The Buckingham school’s “food lab” is a means of subverting safety regulations that prohibit the consumption of food from school gardens in the cafeteria. George Edwards, coordinator of Garden to Café, a School Food program under the NYC Department of Education, organizes a program shaped by the same regulations. Through Garden to Café, produce from 21 school gardens – from carton grow boxes to hydroponic gardens – is consumed by students through special events, often called “garden tastings.” These programs are intended to expose students to where food comes from and different healthy foods, and to encourage students to make healthier choices in and outside of school.
Huang emphasized that weight, sickness, and other measures of health were not the greatest indicator of Buckingham’s success – the most important thing has been whether kids love going to school. Although there were not strong measures of the building’s effect on healthy choices, attendance went up and student drawings demonstrated increasingly sophisticated spatial awareness. Believing that cultural shifts can happen through design, Huang posited that a healthier and more active school could create a groundswell in the community to make changes at the policy level.

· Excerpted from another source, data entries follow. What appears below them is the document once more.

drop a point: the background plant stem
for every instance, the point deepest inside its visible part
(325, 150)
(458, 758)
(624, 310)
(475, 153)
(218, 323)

The easternmost borough may be the next frontier for community efforts at park development, and consultant/”artivist” Anandi Premlall of Sustainable Queens (“SustyQ”) recognizes the aspects of the QueensWay that face stiff headwinds. Not every group looking at the currently blighted railway wants a park; some don’t want anything, she notes, and some want a restored railroad. SustyQ’s design vision involves converting Liberty Avenue into a clean, safe public space (“Taking Liberty”), growing healing herbs in an “anti-cancer garden,” and connecting playground and park components. Through interactive kiosks and social media, she is building an energetic coalition. “I consider ‘who’s at the table, who’s missing, and who’s on the menu?’ in any project,” Premlall noted, quoting Columbia Earth Institute scholar Prabhjot Singh’s adage to democratize community work in any sphere: “We spend a lot of time designing the bridge, but not enough time thinking about the people who are crossing it.”